The Following Post Was Originally Written For
and Published By CommPRO.biz
The tragedy of the cruise ship, Costa Concordia, continues to unfold as the death toll has risen to 16 with 16 others still unaccounted for. However, in the early stages of the crisis, the loss of human life was overshadowed by the strange behavior of the ship’s captain, Francesco Schettino. Allegedly, Capt. Schettino left the vessel in a lifeboat, leaving women, children and his fellow crew members aboard. According to reports, Captain Schettino faces charges of manslaughter, shipwreck and abandoning ship in the aftermath of the accident. He remains under house arrest, pending formal charges from prosecutors.

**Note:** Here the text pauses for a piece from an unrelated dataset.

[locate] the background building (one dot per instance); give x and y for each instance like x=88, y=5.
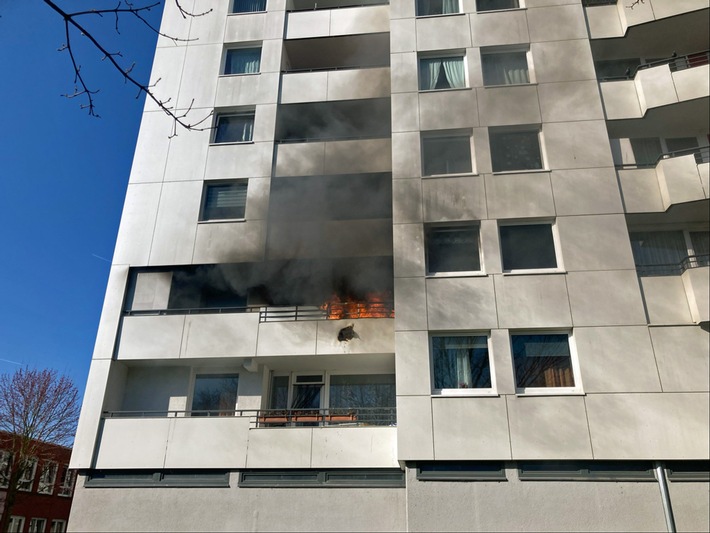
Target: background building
x=447, y=257
x=45, y=491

Certainly not helping Capt. Schettino’s case is the leaked audio of his conversation with the Italian Coast Guard. Capt. Schettino, allegedly looking upon the ship from the safety of a life boat that he “fell in to,” is repeatedly ordered by a Coast Guard official to return to his vessel and “do his duty.” The obviously shaken and terrified Schettino offers some meek reasons for his actions, but ultimately does not return to the vessel. This bizarre reaction to an inherent responsibility got me thinking about how humans react in crisis situations, and particularly those who are consistently trained to react in a certain way.